40 yaşında renkli pantolon giyen erkek

  • türk insanının en büyük sorunu bu. evet evet, yanlış okumadığınız. türk insanının en büyük sorunu bu. bir başkasının dinine, giyimine kuşamına, cinsel yönelimine, yaşam tarzını kendi değer ve ahlakına göre yargılayıp eleştirmek ve müdahalede bulunmak, türk insanının en büyük sorunu.

    40 yaşında bir adam düşünün. masmavi bir pantolon giymiş olsun. bu adamın kendi halinde var olduğu sürece sana ne gibi bir zararı var? hiç. bak yine söylüyorum. hiç.

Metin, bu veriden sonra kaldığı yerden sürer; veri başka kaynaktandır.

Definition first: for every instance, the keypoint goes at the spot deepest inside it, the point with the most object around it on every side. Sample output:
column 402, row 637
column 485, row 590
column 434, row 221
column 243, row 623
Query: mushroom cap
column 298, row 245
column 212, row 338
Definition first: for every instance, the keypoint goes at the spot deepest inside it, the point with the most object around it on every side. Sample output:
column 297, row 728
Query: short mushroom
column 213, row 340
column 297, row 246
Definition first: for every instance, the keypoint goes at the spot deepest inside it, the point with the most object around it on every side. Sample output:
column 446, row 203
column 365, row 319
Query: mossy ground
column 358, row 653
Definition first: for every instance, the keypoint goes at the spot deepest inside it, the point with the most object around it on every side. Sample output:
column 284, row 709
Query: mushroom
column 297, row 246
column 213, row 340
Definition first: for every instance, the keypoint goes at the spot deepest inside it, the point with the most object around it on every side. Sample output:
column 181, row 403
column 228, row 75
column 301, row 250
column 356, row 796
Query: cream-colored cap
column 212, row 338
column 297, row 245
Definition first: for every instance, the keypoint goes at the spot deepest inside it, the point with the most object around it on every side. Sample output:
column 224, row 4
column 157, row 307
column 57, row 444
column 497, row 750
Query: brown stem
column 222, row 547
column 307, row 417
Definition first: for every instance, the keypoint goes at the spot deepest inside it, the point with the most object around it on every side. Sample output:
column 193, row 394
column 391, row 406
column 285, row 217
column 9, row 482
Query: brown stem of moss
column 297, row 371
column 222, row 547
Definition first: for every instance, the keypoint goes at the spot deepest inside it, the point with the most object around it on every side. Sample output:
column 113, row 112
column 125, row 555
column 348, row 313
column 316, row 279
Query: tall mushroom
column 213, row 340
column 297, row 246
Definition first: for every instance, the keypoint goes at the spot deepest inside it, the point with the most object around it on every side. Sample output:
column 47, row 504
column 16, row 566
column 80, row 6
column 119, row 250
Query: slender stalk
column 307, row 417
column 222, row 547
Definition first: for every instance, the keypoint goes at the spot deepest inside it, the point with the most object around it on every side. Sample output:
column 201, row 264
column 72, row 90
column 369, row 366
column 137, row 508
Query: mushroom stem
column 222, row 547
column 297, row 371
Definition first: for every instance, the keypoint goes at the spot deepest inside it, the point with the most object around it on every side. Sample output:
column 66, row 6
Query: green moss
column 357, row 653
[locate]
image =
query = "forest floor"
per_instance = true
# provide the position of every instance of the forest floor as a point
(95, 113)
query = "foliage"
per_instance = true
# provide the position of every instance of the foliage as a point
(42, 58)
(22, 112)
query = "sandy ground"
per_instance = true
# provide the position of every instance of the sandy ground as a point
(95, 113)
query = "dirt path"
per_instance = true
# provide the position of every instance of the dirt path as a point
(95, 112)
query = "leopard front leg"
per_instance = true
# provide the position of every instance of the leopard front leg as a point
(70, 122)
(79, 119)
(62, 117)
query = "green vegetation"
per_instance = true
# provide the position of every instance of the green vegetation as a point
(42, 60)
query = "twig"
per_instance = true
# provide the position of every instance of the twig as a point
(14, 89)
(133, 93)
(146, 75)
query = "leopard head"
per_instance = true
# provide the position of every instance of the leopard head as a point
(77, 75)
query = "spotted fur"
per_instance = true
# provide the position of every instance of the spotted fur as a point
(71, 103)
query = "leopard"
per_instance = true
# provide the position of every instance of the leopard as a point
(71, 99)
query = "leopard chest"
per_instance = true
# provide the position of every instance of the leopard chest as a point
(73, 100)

    istediğim gibi giyinirim. istediğim adamla sevişirim. istersem saçlarımı kısacık keser, istersem de maviye boyarım. bunların sana ne zararı var? hiç. bak yine söylüyorum. hiç.

    bir adam başka bir adama aşık olabilir.
    bir kadın başka bir kadınla sevişebilir.
    70 yaşındaki bir teyze tırnaklarına oje sürebilir.
    bir kadın saçlarını kısacık kestirme hakkına sahiptir.
    bir erkek istediği renkte pantolon giyebilir.
    bir erkek isterse saçlarını pembe boyayabilir.
    bir insan, içinde bulunduğu bedenin cinsiyetine ait hissetmediği için bunu değiştirebilir.
    kimse bir tanrıya inanmak zorunda değildir.
    60 yaşındaki bir amca liseli kostümüyle bir partiye katılabilir.
    bir kadın istemiyorsa evlenmek zorunda değildir.
    bir erkek, eşi çalışırken evde kalıp çocuklara bakabilir.
    herkesin yaşamı kendisine aittir.

    rahat bırakın başkalarını. size hiçbir zararı olmayan insanları rahat bırakın.

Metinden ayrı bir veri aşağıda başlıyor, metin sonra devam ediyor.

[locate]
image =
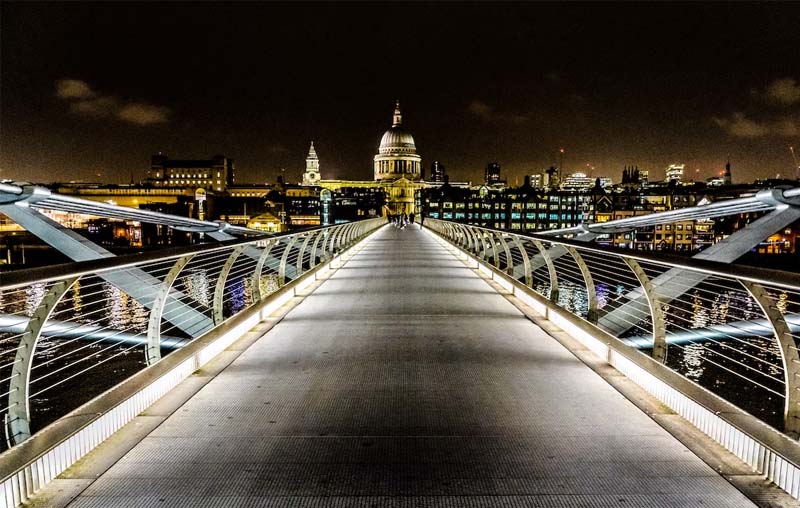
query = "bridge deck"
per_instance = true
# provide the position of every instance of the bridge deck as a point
(405, 380)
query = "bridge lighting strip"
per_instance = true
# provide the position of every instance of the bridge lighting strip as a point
(763, 448)
(42, 463)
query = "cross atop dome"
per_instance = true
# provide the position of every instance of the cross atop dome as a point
(398, 117)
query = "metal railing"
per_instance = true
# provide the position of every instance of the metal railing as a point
(67, 333)
(733, 330)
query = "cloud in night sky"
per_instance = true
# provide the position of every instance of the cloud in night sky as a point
(488, 113)
(739, 125)
(140, 113)
(87, 102)
(782, 92)
(73, 89)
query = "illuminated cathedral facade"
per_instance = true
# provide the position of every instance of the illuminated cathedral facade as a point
(397, 169)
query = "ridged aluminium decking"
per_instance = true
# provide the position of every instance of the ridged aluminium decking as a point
(406, 380)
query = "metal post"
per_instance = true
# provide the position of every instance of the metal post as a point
(591, 292)
(526, 261)
(260, 268)
(337, 231)
(551, 270)
(303, 246)
(509, 259)
(656, 310)
(475, 247)
(153, 350)
(319, 236)
(18, 427)
(284, 258)
(789, 355)
(465, 242)
(219, 290)
(485, 256)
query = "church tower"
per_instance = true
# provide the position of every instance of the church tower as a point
(311, 176)
(726, 177)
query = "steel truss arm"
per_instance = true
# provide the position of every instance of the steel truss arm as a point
(18, 418)
(656, 310)
(153, 350)
(789, 355)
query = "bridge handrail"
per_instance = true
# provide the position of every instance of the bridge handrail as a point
(734, 329)
(58, 324)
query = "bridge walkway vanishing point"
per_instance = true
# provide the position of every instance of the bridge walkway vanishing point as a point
(406, 380)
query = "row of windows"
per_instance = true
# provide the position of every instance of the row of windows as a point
(190, 175)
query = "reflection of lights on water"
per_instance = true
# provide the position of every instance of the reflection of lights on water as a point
(783, 303)
(124, 312)
(268, 284)
(693, 361)
(700, 317)
(33, 297)
(77, 300)
(196, 286)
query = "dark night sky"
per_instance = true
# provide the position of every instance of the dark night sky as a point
(89, 91)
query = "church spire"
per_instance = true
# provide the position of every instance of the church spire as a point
(398, 117)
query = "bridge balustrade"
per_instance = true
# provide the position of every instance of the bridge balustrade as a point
(67, 334)
(718, 343)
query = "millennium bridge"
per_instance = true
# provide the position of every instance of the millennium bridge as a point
(364, 364)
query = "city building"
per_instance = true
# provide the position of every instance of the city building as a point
(215, 174)
(577, 182)
(437, 172)
(675, 172)
(726, 177)
(492, 174)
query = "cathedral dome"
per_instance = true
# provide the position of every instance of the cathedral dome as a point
(397, 139)
(397, 154)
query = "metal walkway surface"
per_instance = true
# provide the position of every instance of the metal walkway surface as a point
(406, 380)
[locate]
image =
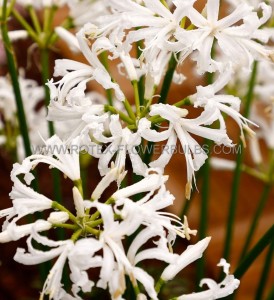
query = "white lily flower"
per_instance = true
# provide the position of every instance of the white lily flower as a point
(181, 128)
(61, 249)
(147, 211)
(222, 164)
(151, 182)
(82, 11)
(115, 264)
(15, 232)
(58, 217)
(67, 160)
(156, 27)
(227, 104)
(122, 141)
(216, 290)
(237, 42)
(192, 253)
(111, 176)
(76, 75)
(82, 258)
(32, 95)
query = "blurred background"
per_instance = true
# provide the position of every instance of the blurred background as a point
(21, 282)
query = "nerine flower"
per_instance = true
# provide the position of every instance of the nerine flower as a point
(216, 290)
(182, 128)
(227, 104)
(122, 141)
(237, 42)
(32, 95)
(76, 75)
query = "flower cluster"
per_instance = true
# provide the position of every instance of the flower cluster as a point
(146, 41)
(98, 238)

    sen şimdi türkiye'de doğdun diye, erkeklerin çoğu "ciddi" pantolonlar giyiyor diye bunu doğru ve geçerli mi sandın? ya japonya'da doğsaydın? erkeklerin bir kısmının saçlarını boyayıp kaşlarını tıraş ettiği bir ülke olan japonya'da doğsaydın ne olacaktı?

    kendi halinde varlığını sürdüren herhangi bir insanın hiç kimseye herhangi bir zararı yoktur. durduk yere insanlara sinir olup nefret kusuyorsanız bir psikolog ile acilen görüşmenizi öneriyorum. önyargılarınız sağduyunuzu kör ediyor çünkü.